Several molecular biomarkers have been proposed to improve prediction of risk on metastasis or on relapse after treatment for cancer patients. However, tumor heterogeneity and high costs of sequencing have obviated the clinical implementation of these molecular markers. In addition, current biomarkers are derived from bulk profiles, which contain both tumor cells and cells from the tumor microenvironment. On the one hand, this results in a confounded biomarker signal influenced by the cellular composition of the sampled tissue. On the other hand, a bulk-derived biomarker does not consider the spatial organization of cells, which has shown important prognostic and predictive potential. Resolving these shortcomings would require expensive spatial profiling, which is infeasible in clinical settings. Spatially resolved digital profiling, obtained with deep learning models from whole slide images, presents promising potential for cost-efficient exploration of biomarkers at high resolution. Also, the predicted biomarkers from these models are ideal candidates for downstream lightweight, interpretable and efficient clinical outcome prediction.
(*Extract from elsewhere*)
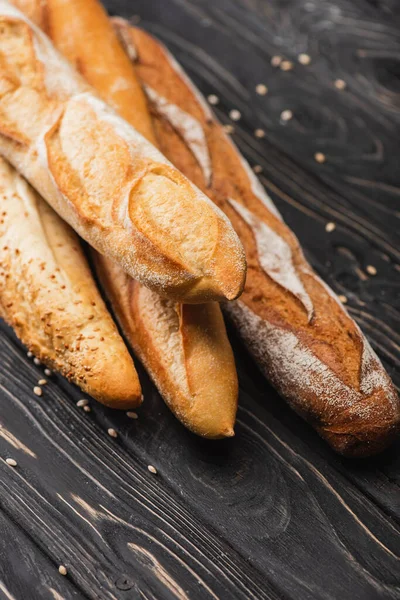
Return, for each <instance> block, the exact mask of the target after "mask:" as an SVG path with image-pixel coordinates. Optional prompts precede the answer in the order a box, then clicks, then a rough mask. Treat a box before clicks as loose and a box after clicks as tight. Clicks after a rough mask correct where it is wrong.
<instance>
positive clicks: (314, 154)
mask: <svg viewBox="0 0 400 600" xmlns="http://www.w3.org/2000/svg"><path fill="white" fill-rule="evenodd" d="M314 158H315V160H316V161H317V162H318V163H320V164H322V163H324V162H325V161H326V156H325V154H323V153H322V152H316V153H315V154H314Z"/></svg>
Here, we highlight important guidelines for developing such WSI proxy models, in terms of dataset size and label resolution trade-off, as well as inherent limitations of predicting molecular features on WSIs. We show the added value of molecular WSI proxy models for clinical outcome prediction as opposed to training WSI models directly for outcome, in terms of interpretability, dataset size and model efficiency.